So. Sie hatte also ihr Ziel erreicht und war außer Landes geflohen. Vielleicht war sie ihm damit entwischt, aber das galt nicht für ihre Landsleute. Solange Blanc an der Sache dran war, würde Rodrigo über die Suche nach ihr auf dem Laufenden bleiben, und sobald die Kleine aufgespürt war, würde er zur Tat schreiten. Mit dem größten Vergnügen.
11
Als Rodrigo das Fax endlich in Händen hielt, starrte er lange auf das Bild jener Frau, die seinen Vater auf dem Gewissen hatte. Da sein Faxgerät einen Farbdrucker hatte, erkannte er auf den ersten Blick, wie clever und raffiniert sie sich verkleidet hatte. Auf dem Foto waren ihre Haare weizenblond und glatt, ihre Augen stechend blassblau. Mit dem energischen, schmalen Gesicht und den hohen Wangenknochen sah sie ausgesprochen nordisch aus. Verblüffend, wie weich ihr Gesicht durch die dunkle Haartönung und die braunen Kontaktlinsen gewirkt hatte; ihre Gesichtszüge waren die gleichen geblieben, aber die Wirkung hatte sich vollkommen verändert. Er hatte das Gefühl, sie hätte ins Zimmer kommen und sich neben ihn setzen können, ohne dass er sie wiedererkannt hätte.

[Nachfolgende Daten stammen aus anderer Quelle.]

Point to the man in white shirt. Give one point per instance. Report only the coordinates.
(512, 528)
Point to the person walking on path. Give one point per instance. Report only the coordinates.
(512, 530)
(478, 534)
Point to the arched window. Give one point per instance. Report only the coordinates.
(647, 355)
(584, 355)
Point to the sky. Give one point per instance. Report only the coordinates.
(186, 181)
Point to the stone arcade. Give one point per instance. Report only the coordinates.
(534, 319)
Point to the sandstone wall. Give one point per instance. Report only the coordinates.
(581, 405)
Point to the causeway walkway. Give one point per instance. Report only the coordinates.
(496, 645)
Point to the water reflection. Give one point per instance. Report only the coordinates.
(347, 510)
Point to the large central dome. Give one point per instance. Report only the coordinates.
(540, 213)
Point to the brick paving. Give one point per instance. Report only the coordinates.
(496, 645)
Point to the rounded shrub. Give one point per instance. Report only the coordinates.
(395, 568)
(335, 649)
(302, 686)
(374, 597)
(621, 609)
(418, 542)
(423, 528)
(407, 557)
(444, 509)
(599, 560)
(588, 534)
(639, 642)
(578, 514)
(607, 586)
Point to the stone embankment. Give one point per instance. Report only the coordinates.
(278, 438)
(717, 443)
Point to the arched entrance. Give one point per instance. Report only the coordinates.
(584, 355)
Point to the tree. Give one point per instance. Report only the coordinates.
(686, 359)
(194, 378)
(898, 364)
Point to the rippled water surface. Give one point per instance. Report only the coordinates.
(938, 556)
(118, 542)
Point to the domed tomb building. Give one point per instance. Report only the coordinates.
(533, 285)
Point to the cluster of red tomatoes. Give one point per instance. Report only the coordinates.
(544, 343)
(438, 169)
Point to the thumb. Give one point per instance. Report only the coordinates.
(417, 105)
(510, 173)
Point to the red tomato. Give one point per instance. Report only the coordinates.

Bis jetzt hatte er nicht nachvollziehen können, was sein Vater in ihr gesehen hatte. Als Brünette hatte sie Rodrigo kalt gelassen; als Blondine wirkte sie ganz anders auf ihn. Und das war nicht nur die typisch italienische Reaktion auf blonde Haare. Es war, als würde er sie erst jetzt wirklich sehen, als könnte er erst jetzt den Intellekt und die Willenskraft spüren, die diese hellen blauen Augen ausstrahlten. Vielleicht hatte Salvatore einen schärferen Blick gehabt als er selbst, denn für seinen Vater war innere Stärke wichtiger gewesen als jeder andere Charakterzug. Und diese Frau besaß Stärke. Es war fast unvermeidlich, dass Salvatore sich in sie verliebte, nachdem sie erst einmal seinen Weg gekreuzt hatte.
Rodrigo blätterte in den anderen Papieren, die Blanc ihm gefaxt hatte. Er wollte wissen, was für Einsätze diese Mansfield für die CIA erledigt hatte; sie war ein Auftragskiller. Punktum!
Es schockierte ihn nicht, dass eine demokratische Regierung Leute wie sie beauftragte; es hätte ihn viel mehr überrascht, wenn sie es nicht getan hätte. Vielleicht würden ihm diese Informationen einmal von Nutzen sein, wenn er einen Gefallen von der amerikanischen Regierung einfordern musste, aber im Moment halfen sie ihm nicht weiter.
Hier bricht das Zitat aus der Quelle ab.